Which is the real American response to COVID-19? The bungled testing policies, the politically driven rush to reopen, the tragic racial divide seen in the sick and the dead? Or the warp-speed work to develop a vaccine in a year when most past efforts took decades?
The bad: The U.S. ranks 31st out of 36 countries in its assessment of government responses to COVID-19, according to a new index.
- That puts it below developed countries like New Zealand and Denmark, and also lower than nations with fewer resources like Ghana, Kenya and South Africa.
The good: Resources and expertise from U.S. companies and the National Institutes of Health have been key to the astonishingly fast effort to create a vaccine.

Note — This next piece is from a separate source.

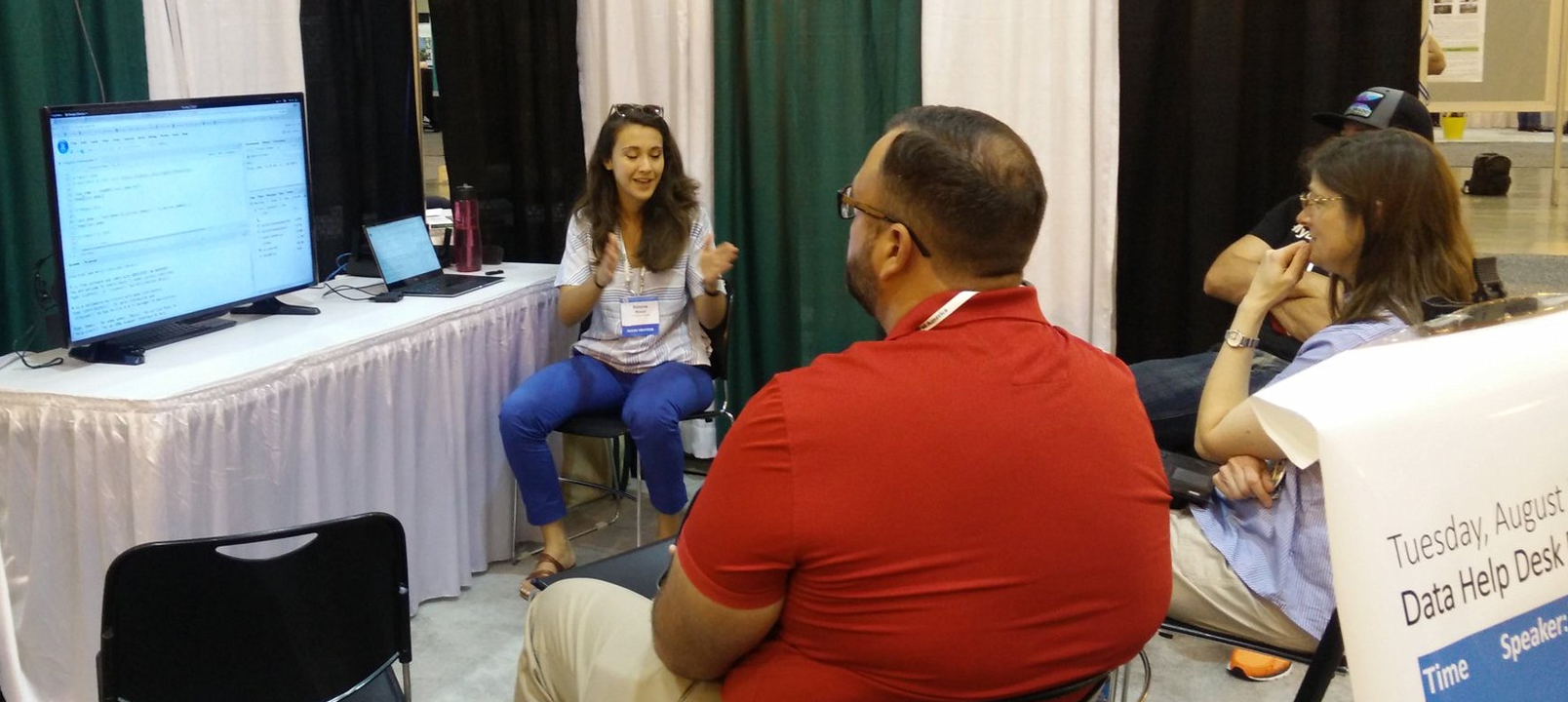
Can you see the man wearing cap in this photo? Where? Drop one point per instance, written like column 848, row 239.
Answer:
column 1170, row 387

- Massachusetts-based biotech company Moderna and the NIH announced at the end of July that they had begun phase 3 of the clinical trial.
- Anthony Fauci has said he expects "tens of millions" of doses to be available by early 2021, a little over a year after the novel coronavirus was discovered.
- If that turns out to be the case, "the Covid-19 vaccine could take a place alongside the Apollo missions as one of history’s greatest scientific achievements," epidemiologist Michael Kinch recently wrote in STAT.
The bottom line: America's two-sided response serves as an X-ray of the country itself — still capable of world-beating feats at the high end, but increasingly struggling with what should be the simple business of governing itself.